A team of kindergarten through third graders from St. Thomas the Apostle School, Miami, were selected for their Smart Toilet idea.
A team of fifth graders from St. Agnes Academy, Key Biscayne, were selected for their project, the Smart Staff.
And a team of 10th through 12-graders from Our Lady of Lourdes Academy, Miami, were selected for their project, MelaNOMORE.
All three were chosen from among 425 entries in Florida, and more than 4,600 nationwide. ExploraVision selects only 24 regional winners, one winner in every grade level in each of six regions.
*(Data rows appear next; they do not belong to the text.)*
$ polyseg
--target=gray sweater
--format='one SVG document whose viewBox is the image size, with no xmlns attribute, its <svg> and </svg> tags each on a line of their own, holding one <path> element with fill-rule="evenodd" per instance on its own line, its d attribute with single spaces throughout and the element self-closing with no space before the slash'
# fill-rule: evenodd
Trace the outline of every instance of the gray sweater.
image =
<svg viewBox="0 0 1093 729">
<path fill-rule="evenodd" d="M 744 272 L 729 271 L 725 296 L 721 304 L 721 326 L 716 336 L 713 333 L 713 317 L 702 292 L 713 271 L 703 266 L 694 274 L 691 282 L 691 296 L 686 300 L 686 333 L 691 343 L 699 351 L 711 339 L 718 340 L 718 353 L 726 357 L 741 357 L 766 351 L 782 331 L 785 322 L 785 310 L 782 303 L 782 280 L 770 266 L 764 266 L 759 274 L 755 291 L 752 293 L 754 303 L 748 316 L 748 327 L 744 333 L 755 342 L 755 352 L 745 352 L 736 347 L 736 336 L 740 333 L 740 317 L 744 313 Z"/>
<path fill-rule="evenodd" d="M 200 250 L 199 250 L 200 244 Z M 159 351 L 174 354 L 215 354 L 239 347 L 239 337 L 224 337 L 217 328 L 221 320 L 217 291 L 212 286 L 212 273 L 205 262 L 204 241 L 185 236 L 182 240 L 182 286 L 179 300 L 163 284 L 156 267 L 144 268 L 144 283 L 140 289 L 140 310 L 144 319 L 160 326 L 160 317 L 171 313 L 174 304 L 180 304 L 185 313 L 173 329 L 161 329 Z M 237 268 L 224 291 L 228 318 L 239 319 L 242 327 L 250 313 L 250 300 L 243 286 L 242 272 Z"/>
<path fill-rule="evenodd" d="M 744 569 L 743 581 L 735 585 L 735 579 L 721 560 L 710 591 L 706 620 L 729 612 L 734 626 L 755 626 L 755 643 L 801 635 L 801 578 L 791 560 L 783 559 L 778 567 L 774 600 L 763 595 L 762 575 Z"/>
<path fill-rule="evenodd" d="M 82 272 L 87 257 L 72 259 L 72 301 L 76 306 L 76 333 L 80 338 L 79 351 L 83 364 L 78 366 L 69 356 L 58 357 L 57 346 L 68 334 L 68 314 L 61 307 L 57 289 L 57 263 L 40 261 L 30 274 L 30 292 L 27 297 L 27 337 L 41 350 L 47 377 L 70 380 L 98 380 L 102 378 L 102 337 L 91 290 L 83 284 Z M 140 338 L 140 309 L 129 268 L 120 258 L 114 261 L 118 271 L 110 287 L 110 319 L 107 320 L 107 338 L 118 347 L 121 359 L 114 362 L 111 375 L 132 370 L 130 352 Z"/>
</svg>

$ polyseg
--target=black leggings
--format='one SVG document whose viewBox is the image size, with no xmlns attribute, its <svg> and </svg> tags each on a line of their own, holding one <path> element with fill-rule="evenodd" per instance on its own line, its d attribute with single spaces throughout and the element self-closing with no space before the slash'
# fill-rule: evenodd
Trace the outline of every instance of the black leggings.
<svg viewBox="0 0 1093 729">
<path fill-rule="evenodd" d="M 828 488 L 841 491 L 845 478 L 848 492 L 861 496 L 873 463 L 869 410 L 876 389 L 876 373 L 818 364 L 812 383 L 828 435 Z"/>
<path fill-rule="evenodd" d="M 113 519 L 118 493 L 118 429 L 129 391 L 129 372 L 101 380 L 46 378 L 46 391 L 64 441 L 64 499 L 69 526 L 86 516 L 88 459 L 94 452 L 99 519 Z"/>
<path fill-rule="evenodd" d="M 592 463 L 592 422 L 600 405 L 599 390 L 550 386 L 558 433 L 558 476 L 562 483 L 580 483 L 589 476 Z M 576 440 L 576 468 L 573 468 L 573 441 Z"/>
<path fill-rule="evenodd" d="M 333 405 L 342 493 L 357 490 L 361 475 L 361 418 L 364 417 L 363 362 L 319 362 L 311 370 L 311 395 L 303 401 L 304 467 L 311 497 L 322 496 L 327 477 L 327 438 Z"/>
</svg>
The goal of the 26-year-old contest is to have students “imagine a technology 20 years in the future and use the scientific process to research and develop their inventions,” according to the ExploraVision website. The contest is a collaboration between Toshiba and the National Science Teachers Association.
The St. Thomas the Apostle team described their Smart Toilet as a way to “minimize the time it takes for someone who is sick to find out they are sick and to seek treatment… The Smart Toilet will analyze a person's urine and bowel movement. This will enable quick action when a problem is identified. We have a goal to save lives and ensure others get treated faster.”
The St. Agnes team described their project as a means “to help blind people walk safely.” They wrote: “… (T)he current White Cane helps them, but not as much as possible. That's why we are going to invent a new one called the Smart Staff. The Smart Staff has a camera and speaker that tells you what it sees, so you don't run into anything. It has a GPS that can navigate you, and many more remarkable features.”
Our Lady of Lourdes Academy’s MelaNOMORE is “a noninvasive scanner and cooling lotion kit that uses infrared technology to detect small changes in skin temperature to diagnose melanoma. Using infrared technology, the scanner will then detect the subtle differences in temperature hoping to identify areas of the skin with possible cancerous cells as cancer cells heat up faster than healthy body cells.”
St. Thomas the Apostle also received three honorable mentions: one for a third-grade project, the Alz-Reminder; and two for sixth-grade projects, The Kraken and X-Specs.
Our Lady of Lourdes Academy received honorable mentions for two ninth-grade projects, MUCUS-ALL and Oculus Melius; four 10th-grade projects, The Ecoshell, The Horus Insight, The Knee Guard, and The Slice Device; three 11th-grade projects, Adapt-A-Seat, AVPMonitor, and BACKey; and two 12th-grade projects, De Sal: Water Desalination System and hEARt rate Earbuds.